マインドフルネス

 ストレスや痛みからうつ病まで、あらゆる現代病に有効であると宣伝されている「マインドフルネス」。ところが、「マインドフルネスによる健康効果を裏付ける科学的根拠はほとんどない」とする論文が「Perspectives on Psychological Science」10月10日オンライン版に掲載された。この論文の著者の1人である米ブラウン大学精神医学・人間行動学のWilloughby Britton氏は、「マインドフルネスによる効果が誇大に宣伝されることで、本来受けるべき治療を受けない人が出てくる可能性がある」と懸念を示している。
 米国心理学会(APA)によると、マインドフルネスは約2,600年前の仏教思想に基づいた考えで、「価値判断を伴わずに今、この瞬間に意識を集中している状態」を指す。20年前にはごく一部の研究者の関心を集めていただけに過ぎなかったが、その後徐々に注目度が高まり、研究論文やメディアで取り上げられる機会が増加。精神療法の代替療法として、また心身の健康を維持するための手段の1つとして導入され、企業や教育の現場にも普及しつつあるという。
 今やマインドフルネスは10億ドル規模の産業に成長し、現在、数えきれないほど多くの施術者や1,500種類を超えるスマートフォンアプリが存在する。米ジョージメイソン大学臨床心理学の名誉教授であるJames Maddux氏は「マインドフルネスや瞑想は大昔からあり、何らかの有用性があると考える相応の理由がある」と説明する。

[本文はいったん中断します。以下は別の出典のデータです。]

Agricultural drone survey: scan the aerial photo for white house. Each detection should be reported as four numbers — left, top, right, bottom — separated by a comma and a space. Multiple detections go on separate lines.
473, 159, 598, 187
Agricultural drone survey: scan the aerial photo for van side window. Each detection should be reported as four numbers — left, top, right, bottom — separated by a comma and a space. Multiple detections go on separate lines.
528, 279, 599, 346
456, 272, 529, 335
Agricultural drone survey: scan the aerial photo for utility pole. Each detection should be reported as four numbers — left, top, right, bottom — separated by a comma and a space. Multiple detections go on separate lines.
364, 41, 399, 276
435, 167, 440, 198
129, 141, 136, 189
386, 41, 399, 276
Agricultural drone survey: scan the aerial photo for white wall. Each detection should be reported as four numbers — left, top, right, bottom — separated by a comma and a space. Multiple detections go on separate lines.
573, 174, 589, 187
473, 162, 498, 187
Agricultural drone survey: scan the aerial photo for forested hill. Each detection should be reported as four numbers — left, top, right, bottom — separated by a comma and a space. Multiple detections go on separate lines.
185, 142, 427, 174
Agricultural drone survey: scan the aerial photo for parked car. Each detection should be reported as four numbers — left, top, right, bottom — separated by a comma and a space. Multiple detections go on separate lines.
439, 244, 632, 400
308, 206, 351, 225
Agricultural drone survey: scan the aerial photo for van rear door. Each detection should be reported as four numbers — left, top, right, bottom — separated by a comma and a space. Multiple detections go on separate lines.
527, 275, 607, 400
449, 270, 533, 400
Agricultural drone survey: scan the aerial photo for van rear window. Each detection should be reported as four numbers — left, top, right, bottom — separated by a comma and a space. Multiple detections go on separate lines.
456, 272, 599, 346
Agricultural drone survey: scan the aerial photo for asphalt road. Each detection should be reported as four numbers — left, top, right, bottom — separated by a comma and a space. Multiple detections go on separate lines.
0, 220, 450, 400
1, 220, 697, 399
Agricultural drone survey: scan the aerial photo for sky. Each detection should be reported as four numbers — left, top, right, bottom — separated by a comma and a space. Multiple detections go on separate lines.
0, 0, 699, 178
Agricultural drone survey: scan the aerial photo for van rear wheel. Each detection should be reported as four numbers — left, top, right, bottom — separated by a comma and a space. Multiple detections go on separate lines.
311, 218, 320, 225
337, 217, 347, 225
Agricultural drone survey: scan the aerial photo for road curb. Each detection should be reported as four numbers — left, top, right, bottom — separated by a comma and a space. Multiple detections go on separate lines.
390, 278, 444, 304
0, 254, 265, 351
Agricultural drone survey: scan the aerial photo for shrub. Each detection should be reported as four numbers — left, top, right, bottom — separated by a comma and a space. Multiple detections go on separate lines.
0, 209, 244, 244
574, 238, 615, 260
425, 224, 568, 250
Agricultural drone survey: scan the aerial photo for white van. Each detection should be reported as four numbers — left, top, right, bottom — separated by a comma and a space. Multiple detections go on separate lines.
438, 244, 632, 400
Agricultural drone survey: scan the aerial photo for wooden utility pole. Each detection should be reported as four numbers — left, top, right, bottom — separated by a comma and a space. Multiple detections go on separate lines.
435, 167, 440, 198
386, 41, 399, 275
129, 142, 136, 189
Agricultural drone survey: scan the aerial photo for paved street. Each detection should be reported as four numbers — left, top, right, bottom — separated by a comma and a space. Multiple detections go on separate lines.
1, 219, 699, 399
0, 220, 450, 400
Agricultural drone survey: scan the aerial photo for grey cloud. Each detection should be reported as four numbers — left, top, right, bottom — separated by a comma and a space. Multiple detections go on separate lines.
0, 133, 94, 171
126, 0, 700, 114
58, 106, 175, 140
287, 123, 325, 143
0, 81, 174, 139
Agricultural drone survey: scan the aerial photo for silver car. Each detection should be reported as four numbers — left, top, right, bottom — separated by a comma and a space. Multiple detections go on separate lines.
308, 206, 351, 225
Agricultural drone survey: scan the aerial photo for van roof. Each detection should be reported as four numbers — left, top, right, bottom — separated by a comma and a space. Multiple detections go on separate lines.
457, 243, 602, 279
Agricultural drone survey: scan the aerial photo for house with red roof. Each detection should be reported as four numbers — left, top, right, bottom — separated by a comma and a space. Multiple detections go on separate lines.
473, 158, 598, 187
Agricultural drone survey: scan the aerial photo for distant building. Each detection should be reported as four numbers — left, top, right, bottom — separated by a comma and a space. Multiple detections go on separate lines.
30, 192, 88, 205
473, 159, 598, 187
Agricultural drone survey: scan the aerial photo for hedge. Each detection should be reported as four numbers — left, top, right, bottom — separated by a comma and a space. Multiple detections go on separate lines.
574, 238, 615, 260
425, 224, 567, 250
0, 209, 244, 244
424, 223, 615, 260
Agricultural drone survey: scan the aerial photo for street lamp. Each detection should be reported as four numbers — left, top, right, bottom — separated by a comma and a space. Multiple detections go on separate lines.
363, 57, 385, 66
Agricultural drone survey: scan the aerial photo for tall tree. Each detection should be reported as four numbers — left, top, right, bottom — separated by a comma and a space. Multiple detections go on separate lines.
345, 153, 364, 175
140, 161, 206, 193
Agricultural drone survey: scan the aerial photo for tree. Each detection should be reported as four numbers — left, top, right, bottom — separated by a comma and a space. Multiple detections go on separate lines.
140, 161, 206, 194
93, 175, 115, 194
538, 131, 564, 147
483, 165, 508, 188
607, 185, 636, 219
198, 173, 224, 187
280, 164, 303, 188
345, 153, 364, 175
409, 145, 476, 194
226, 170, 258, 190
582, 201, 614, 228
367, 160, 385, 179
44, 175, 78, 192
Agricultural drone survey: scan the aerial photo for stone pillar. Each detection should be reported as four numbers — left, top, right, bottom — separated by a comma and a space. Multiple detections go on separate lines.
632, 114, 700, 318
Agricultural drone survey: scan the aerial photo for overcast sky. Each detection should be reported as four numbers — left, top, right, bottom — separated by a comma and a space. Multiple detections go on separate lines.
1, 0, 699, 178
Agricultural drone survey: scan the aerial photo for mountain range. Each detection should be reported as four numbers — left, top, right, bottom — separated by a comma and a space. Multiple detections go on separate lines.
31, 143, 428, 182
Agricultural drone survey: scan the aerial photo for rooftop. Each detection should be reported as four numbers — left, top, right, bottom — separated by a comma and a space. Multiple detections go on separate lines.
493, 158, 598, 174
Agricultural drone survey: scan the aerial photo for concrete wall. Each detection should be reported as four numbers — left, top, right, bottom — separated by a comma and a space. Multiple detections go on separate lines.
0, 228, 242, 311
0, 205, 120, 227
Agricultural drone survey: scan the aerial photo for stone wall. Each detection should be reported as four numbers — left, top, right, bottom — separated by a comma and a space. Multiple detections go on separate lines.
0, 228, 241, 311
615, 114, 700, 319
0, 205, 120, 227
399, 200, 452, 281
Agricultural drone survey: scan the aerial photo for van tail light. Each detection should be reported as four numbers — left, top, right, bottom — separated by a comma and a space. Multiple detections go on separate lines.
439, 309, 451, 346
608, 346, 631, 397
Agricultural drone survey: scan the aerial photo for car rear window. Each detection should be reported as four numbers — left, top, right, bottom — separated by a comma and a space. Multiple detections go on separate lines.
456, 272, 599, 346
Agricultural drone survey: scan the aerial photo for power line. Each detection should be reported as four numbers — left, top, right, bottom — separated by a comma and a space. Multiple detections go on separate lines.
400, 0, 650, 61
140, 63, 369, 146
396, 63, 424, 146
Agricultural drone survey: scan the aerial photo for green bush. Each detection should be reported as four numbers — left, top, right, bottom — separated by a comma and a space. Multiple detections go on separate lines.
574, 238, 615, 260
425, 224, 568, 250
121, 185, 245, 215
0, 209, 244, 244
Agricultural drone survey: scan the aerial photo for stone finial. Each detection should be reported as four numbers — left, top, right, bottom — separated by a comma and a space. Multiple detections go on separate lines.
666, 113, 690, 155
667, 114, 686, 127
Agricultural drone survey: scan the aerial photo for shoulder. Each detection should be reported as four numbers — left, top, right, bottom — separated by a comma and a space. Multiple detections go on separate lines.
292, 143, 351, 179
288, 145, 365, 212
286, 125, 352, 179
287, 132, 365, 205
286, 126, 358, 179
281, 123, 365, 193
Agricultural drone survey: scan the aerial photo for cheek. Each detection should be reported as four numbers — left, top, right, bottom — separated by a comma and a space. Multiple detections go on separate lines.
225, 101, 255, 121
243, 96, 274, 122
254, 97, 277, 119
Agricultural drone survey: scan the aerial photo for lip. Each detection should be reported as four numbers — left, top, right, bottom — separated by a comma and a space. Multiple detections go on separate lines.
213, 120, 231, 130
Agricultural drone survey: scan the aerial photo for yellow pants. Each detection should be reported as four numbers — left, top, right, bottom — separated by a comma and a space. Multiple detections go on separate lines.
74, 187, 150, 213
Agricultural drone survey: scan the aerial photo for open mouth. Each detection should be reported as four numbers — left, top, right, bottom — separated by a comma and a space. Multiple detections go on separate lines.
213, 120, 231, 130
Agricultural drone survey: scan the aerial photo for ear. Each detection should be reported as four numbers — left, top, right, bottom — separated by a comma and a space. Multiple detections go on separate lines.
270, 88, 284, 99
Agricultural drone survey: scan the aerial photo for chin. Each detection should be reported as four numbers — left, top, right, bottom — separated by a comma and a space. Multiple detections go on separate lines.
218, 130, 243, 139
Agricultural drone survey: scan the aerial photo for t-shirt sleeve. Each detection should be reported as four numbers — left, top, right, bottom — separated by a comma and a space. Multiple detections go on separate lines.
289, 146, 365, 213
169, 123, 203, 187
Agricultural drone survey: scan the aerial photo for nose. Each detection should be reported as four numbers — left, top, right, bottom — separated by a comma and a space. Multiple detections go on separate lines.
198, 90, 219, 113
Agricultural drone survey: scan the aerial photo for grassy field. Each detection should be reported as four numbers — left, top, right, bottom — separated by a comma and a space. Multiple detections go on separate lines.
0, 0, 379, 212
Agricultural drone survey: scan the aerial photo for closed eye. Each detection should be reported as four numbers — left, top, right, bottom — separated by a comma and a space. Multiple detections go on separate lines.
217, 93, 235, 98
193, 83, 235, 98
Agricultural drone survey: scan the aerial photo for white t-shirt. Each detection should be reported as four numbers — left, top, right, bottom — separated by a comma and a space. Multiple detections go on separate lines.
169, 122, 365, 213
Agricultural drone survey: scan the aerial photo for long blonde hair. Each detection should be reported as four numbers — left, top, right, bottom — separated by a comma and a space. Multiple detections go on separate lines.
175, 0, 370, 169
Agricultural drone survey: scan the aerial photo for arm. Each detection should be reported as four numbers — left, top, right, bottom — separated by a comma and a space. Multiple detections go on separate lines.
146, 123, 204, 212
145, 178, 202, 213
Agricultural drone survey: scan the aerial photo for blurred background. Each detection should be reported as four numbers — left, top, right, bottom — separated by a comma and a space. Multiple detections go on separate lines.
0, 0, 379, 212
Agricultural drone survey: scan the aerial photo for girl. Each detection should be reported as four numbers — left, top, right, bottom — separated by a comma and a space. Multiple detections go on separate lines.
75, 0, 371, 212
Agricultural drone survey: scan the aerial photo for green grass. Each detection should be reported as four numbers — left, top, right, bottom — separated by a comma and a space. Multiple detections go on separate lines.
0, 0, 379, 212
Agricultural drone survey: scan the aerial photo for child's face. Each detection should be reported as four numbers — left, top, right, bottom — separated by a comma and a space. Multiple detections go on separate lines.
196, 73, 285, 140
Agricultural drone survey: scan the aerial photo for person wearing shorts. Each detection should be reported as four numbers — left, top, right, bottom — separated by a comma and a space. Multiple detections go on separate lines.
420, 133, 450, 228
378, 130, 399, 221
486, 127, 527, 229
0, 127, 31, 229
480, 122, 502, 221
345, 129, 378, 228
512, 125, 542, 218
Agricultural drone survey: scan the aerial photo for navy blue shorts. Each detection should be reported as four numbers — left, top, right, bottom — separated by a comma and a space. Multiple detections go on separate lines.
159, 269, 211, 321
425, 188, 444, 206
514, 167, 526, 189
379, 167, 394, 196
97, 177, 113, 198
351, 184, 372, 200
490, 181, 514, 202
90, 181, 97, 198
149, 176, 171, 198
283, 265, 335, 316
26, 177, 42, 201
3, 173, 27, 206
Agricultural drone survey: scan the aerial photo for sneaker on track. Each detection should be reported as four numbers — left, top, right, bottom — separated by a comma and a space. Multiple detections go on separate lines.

 しかし、Britton氏らは「残念ながらマインドフルネスは十分な科学的根拠による裏付けを伴わないまま一般の人々に広がってしまった」と指摘する。同氏らによると、米国医療研究・品質調査機構(AHRQ)による最近のレビューでは、マインドフルネス療法による不安、うつ、痛みの治療には中等度の効果が認められるにとどまり、ストレスを軽減したり、QOL(生活の質)を向上させたりする効果はわずかであることが示された。また、薬物乱用や摂食障害、睡眠障害、体重管理にマインドフルネス療法が役立つとのエビデンスも得られなかったという。
 ただ、Britton氏らはマインドフルネスの効果を全面的に否定しているわけではない。実際には有効である可能性があるにもかかわらず、誇大な宣伝ばかりが目立ち、適切なアプローチによる効果の検証が行われにくい状況に陥ってしまっているというのだ。
 特にマインドフルネスに関する研究の問題として同氏らが指摘しているのが、その不適切なデザインだ。研究の多くは定期的にマインドフルネスをベースとした瞑想をする人としない人の健康状態を比較するものだが、瞑想をする人はしない人と比べて運動したり健康的な食事を取ったりしている可能性が高く、これらの因子が結果に影響する可能性があるという。また、適切なデザインによるランダム化比較試験も行われてはいるが、マインドフルネスの定義自体が曖昧で一貫していないため、明確な結果が得られないという問題も指摘している。
 Britton氏は、マインドフルネスに興味がある人に対し、「複数の研究を評価し、比較したエビデンスレビューに目を通してほしい」と助言。また、マインドフルネスのアプリを使用する際にはその説明文をよく読んで、その効果を裏付ける科学的根拠があるのかどうかを確認することを勧めている。